As the political season heats up, several candidates are vowing to end economic disparity by taxing the rich and giving the spillover to the poor. So, now seems a good time to refresh our memories about the ways the superrich hide their assets. Today we review free ports. Free ports are tax-free zones that offer clients a legal way to house treasures without paying taxes until someone decides their final destination.
Traditionally, the laws governing free ports have been lax. Usually, no one sets time limits on how long objects can remain in a free port. Recently, the Swiss broke with that tradition, however, and closed the tax-free window after 12 months. (Secret Museums, by Hugo Miller, Bloomberg Businessweek, May 27, 2019, pg. 62.) But, in other places, these treasures can languish in storage for decades or until owners decide to sell them. Often these transactions take place within the free port boundaries, which means the buyer and seller avoid paying taxes. And that’s the rub.

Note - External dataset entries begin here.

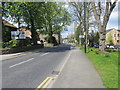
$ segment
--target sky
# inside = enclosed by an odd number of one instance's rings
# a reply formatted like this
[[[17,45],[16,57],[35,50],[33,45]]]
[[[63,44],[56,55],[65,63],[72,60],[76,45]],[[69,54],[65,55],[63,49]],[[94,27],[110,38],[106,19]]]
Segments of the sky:
[[[120,6],[120,3],[119,3],[119,6]],[[111,29],[111,28],[118,29],[118,20],[120,20],[120,17],[118,19],[118,11],[119,11],[119,9],[118,9],[118,4],[117,4],[117,6],[114,8],[113,12],[111,13],[109,22],[107,24],[107,29]],[[71,33],[74,33],[73,23],[70,26],[68,26],[68,31],[62,32],[62,37],[65,38],[65,37],[67,37],[67,35],[69,35]]]

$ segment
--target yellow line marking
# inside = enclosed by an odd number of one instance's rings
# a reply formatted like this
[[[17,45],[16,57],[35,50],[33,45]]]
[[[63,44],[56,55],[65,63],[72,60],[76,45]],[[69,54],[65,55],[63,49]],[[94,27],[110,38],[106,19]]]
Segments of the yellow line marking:
[[[47,77],[35,90],[41,88],[50,77]]]
[[[41,89],[44,90],[43,88],[46,88],[53,79],[55,79],[55,77],[47,77],[35,90],[39,90],[41,87]]]
[[[10,58],[14,58],[14,57],[18,57],[18,56],[27,55],[27,54],[30,54],[30,53],[32,53],[32,52],[28,52],[28,53],[24,53],[24,54],[20,54],[20,55],[13,55],[13,56],[8,57],[8,58],[0,59],[0,61],[2,61],[2,60],[7,60],[7,59],[10,59]]]
[[[47,82],[46,82],[46,84],[43,86],[43,88],[46,88],[49,84],[50,84],[50,82],[53,80],[53,78],[50,78]]]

True, free port sales are legal but so unethical as a tax dodge, the word “criminal” comes to mind. Perhaps that’s why some who use these storage sites hide their identities, even going so far as to create fake corporations to obscure any involvement. And let us not forget, there have been occasions when a government has ordered a site opened only to discover it contained art the Nazi’s confiscated during the Holocaust.
Doubtless, the number of valuables hidden in Free ports could finance a small nation for one or two years. Of course, that’s not the only way to hide assets, as the Panama Papers testify. Nonetheless, it is a common one.
Tax the rich, by all means, if there is a way. But let us not be naïve. The wealthy are versed in the art of protecting their money. Leona Helmsley spoke for many of her peers when she explained taxes are what the little people had to pay.